J'étais PA dans un bureau de production, ce qui était bien car j'écrivais mes scénarios depuis mon bureau. Mais quand je suis arrivé sur le plateau, c'était vraiment génial de les voir diriger le plateau. Ce sont tous des gens très différents. Mais ce que j’ai appris, c’est que tout vient d’en haut. Parce que même dans le bureau de production, on sent la différence grâce à la manière dont le réalisateur gère le décor.

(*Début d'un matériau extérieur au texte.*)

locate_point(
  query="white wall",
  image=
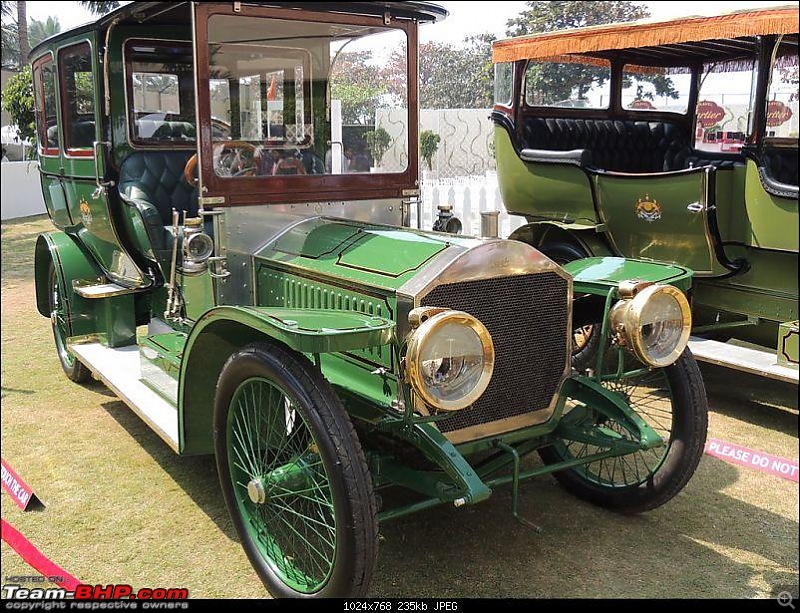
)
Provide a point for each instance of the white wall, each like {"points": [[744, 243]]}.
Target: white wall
{"points": [[21, 190]]}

Quand je travaillais sur , qui est la série télévisée de Stephen Soderbergh, je pense qu'un PA s'est fait crier dessus par quelqu'un, et le directeur de production a dit : « Whoa, whoa, qui t'a crié dessus ? Nous ne faisons pas ça ici. » Et elle est allée parler à la personne. Et c'est une affaire de Soderbergh. C'est comme si tout le monde était respecté ici. Et j’ai trouvé très inspirant la façon dont cela vient d’en haut. Et puis sur les plateaux de tournage de Steve McQueen, il vient au bureau de production et je visite le plateau de temps en temps et on voit sa façon de parler aux gens et la douceur, mais aussi la pure honnêteté avec laquelle il communique. J'étais comme, ah, noté.

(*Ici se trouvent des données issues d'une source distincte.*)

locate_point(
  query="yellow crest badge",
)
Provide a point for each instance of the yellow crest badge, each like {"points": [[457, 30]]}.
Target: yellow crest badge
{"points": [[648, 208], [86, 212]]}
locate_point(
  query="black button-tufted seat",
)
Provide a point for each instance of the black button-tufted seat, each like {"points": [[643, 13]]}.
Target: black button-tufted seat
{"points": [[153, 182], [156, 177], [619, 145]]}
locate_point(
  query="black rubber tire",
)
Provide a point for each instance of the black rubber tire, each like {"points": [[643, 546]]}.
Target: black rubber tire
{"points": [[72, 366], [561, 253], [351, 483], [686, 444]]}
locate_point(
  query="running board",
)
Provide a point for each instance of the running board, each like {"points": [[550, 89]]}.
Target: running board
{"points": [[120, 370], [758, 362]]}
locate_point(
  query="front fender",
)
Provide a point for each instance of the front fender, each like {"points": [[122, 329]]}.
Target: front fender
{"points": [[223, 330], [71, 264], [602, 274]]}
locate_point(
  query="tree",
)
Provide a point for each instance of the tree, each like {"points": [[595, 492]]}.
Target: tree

Et puis Scorsese, je veux dire, bon sang, c'était tellement incroyable pour moi. C'était mon premier gros travail de scénario, travailler sur le pilote de et c'était toute une production, oh mon Dieu. Je veux dire, un bureau de production ouvert 24h/24. Ce que je n'ai plus vécu depuis. … J'ai appris là-bas, c'est comme ce genre de grosses productions musclées, c'est comme la rigueur du travail, ça comme le sérieux avec lequel il recherche la perfection était aussi très inspirant. Mais quand même, grâce au talent et à l'expérience des gens là-bas, c'était très hollywoodien, je dirai. C'était très cool.

Apprendre à être intransigeant avec sa vision

J'ai fait mes études dans de nombreuses institutions à prédominance blanche, et vous apprenez ce que le fait d'être une femme noire affecte le son de votre voix, votre présence dans une pièce. Vous apprenez assez rapidement ce que cela signifie pour les autres et comment cela change… la façon dont vous êtes perçu et la façon dont vous êtes perçu change peut-être la façon dont vous aborderez le compromis, par exemple, ou l'intransigeance. Cela a été très utile car Hollywood est un espace majoritairement blanc. …

J'ai toujours (croyé) qu'une honnêteté bienveillante vous aidera à vous en sortir. Mais à mesure que je vieillis et que je suis devenue plus confiante, il est parfois difficile de dire « Non, je ne fais pas ça » ou « Devine quoi ? Je fais ça »… même si je sais que vous percevrez peut-être cela comme plus agressif parce que je suis une femme noire. Je suis d'accord avec ça. … Quand j'étais plus jeune, j'avais l'impression que j'allais perdre quelque chose si je n'étais pas toujours pleinement apprécié ou perçu comme poli et accommodant. Maintenant, ce n'est pas vraiment mon problème. Ce qui me préoccupe, c'est le travail.